I am struggling with exercise 6.12 of Chapter III from Barnsley's Fractals Everywhere, 2nd edition. The exercise is as follows:
Let $(X, d)$ be a compact metric space. Let $f : X \to X$ have the property $\lim\limits_{n \to \infty} f^{\circ n }(X) = x_f$ . Find a metric $\widetilde{d}$ on X such that $f$ is a contraction mapping, and the identity is homeomorphism from $(\overline{X}, d) \to (\overline{X}, \widetilde{d}).$
I copied it verbatim but I assume that $\{x_f\}$ should be used instead of $x_f$ and that $\overline{X} = X$
Solution to more general problem can be found in paper by Mayers (Corollary 1.1 applies to any compact space). It is a bit tricky though.
Perhaps in this situation there is a simpler solution, but it doesn't seem to be proposed
$$\tilde d(x, y) = \sum_{n = 0}^\infty \frac {d(f^{\circ n}(x),f^{\circ n}(y)) } {2^n}. $$
(while this is an equivalent metric, we have $$\tilde d(f(x), f(y)) = \sum_{n = 0}^\infty\frac {2 \cdot d(f^{\circ n+1}(x),f^{\circ n+1}(y)) } {2 \cdot 2^n} \leq 2 \tilde d(x, y), $$ and we can't really make it work with any constant less than $1$ this way)

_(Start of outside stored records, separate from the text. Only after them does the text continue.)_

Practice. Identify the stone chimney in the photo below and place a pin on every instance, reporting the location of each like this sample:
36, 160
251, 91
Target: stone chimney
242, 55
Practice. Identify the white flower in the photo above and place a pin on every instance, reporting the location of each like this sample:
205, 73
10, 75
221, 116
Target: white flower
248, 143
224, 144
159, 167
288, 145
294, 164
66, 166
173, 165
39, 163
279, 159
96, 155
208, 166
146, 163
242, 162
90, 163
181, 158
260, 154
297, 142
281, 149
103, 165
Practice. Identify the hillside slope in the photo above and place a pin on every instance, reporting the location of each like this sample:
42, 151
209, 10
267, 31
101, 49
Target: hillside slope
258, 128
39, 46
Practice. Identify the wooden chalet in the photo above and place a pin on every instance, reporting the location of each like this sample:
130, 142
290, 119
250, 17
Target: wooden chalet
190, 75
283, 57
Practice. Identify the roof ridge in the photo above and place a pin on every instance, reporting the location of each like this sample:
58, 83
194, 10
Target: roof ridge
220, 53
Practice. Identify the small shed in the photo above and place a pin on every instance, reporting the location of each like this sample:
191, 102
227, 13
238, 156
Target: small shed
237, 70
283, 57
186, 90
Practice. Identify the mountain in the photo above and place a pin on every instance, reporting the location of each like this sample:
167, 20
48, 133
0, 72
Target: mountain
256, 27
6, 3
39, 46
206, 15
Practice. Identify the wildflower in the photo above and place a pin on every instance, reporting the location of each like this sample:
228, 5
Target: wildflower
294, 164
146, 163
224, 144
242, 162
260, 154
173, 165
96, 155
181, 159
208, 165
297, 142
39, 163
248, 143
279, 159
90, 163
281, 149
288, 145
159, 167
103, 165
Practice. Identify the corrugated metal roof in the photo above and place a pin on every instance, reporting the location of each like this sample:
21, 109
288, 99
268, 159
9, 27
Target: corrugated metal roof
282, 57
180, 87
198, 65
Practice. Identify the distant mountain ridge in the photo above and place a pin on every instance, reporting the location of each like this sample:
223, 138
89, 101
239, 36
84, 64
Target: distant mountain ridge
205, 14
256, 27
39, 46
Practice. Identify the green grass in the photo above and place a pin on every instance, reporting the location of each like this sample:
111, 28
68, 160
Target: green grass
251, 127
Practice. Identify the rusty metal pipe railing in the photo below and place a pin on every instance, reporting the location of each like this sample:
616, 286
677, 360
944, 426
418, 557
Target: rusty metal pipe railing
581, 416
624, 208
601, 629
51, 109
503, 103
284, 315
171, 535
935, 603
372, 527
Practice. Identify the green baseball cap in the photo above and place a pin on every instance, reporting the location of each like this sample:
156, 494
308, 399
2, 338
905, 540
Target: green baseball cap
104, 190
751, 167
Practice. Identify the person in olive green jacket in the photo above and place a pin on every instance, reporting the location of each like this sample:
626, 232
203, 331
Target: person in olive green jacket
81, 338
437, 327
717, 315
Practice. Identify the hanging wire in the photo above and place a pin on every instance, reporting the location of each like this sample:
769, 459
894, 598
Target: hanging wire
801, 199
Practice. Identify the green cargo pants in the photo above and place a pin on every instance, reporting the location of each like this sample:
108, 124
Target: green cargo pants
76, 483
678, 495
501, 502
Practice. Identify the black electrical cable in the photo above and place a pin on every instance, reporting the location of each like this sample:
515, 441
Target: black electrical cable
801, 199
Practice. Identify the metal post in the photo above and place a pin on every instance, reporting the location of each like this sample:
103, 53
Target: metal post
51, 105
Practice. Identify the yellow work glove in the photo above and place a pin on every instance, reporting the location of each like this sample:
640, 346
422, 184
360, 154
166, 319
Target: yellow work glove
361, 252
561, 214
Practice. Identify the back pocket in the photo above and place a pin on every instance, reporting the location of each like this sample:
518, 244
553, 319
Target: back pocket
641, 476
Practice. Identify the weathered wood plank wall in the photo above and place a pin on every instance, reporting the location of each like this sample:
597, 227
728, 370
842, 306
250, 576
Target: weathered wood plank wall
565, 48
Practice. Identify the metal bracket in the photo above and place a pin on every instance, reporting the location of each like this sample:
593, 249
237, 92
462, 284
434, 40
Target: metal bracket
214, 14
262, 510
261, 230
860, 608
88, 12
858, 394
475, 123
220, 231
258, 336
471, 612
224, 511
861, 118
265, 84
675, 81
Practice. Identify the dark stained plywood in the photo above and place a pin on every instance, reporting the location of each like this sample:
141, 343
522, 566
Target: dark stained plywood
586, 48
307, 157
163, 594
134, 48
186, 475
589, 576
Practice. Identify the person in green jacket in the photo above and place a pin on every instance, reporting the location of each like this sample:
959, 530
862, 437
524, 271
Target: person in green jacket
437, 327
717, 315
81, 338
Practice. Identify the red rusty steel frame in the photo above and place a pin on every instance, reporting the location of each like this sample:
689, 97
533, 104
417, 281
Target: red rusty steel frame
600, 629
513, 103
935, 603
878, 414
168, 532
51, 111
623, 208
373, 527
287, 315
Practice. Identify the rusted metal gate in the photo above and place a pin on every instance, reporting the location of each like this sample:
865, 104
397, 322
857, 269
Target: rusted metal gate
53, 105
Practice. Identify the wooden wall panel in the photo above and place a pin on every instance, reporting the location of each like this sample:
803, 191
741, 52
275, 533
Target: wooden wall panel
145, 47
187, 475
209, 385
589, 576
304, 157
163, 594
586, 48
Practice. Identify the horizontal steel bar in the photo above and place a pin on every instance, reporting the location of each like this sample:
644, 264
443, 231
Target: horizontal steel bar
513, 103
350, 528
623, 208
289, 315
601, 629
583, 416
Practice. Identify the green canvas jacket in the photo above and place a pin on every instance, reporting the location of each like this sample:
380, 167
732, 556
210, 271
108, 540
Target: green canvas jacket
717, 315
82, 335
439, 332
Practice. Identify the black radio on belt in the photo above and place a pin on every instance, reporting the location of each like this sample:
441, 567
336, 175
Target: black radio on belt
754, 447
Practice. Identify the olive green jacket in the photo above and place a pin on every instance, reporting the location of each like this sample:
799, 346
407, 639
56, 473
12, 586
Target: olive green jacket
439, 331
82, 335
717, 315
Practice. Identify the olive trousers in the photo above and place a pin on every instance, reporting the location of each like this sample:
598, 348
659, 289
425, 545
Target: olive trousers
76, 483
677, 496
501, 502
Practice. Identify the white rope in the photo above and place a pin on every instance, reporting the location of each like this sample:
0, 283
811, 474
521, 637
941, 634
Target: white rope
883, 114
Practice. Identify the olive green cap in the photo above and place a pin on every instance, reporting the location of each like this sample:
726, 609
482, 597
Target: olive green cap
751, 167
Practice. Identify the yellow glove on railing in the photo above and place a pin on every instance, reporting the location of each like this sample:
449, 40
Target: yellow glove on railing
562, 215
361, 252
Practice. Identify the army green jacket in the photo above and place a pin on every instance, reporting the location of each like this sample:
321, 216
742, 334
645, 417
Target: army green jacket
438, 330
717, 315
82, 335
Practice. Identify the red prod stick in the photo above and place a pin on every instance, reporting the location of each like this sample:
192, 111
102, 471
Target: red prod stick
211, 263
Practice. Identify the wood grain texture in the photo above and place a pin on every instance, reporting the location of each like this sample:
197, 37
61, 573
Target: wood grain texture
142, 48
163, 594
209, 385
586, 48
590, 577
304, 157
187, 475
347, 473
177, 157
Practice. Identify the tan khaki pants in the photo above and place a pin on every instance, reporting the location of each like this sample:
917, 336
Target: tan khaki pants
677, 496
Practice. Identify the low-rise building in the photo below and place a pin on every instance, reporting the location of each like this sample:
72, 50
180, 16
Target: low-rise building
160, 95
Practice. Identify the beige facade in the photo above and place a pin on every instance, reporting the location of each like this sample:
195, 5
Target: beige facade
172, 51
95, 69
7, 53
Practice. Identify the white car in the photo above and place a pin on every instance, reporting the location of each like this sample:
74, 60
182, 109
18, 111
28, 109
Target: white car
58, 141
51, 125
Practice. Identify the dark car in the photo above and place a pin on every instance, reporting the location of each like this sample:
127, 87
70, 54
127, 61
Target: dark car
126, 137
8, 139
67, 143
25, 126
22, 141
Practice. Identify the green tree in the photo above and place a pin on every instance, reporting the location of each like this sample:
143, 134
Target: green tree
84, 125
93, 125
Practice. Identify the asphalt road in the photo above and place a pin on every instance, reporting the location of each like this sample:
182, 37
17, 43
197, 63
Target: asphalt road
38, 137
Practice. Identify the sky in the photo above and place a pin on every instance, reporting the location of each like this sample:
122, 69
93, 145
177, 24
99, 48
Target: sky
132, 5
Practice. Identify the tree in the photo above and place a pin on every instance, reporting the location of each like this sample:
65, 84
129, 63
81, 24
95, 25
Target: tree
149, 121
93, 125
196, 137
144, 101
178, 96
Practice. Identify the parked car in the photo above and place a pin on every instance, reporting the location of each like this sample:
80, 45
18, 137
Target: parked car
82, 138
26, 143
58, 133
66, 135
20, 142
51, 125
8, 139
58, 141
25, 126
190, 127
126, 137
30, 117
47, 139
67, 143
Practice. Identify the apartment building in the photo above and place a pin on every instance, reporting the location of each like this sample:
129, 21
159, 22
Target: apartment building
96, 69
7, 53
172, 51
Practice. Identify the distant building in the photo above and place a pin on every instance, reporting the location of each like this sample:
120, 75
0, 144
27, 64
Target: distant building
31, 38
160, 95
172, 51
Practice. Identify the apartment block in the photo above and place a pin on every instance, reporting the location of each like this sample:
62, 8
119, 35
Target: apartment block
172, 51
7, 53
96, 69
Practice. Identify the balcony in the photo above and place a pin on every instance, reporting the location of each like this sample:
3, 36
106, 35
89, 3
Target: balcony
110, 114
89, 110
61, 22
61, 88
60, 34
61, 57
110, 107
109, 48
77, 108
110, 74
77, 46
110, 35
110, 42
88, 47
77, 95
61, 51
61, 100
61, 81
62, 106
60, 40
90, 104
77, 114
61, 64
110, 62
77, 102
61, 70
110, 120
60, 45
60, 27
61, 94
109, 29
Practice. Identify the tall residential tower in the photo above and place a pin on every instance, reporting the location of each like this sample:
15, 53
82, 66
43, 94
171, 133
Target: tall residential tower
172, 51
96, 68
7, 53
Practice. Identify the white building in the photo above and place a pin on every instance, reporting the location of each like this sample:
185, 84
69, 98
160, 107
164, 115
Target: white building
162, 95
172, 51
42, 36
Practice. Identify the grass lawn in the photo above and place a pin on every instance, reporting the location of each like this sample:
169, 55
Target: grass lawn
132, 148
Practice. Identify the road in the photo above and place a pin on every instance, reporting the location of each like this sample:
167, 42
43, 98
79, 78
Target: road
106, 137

I'll put my failed approach here as well. If we knew, that for some $0 < \lambda < 1$ sequence $\lambda^{-n} d(f^{\circ n}(x), x_f)$ was bounded for all $x$, we could use $$ \hat d(x, y) = \sup_{n \geq 0} \lambda^{-n}d(f^{\circ n}(x), f^{\circ n}(y)), $$ (but that is a much stronger condition).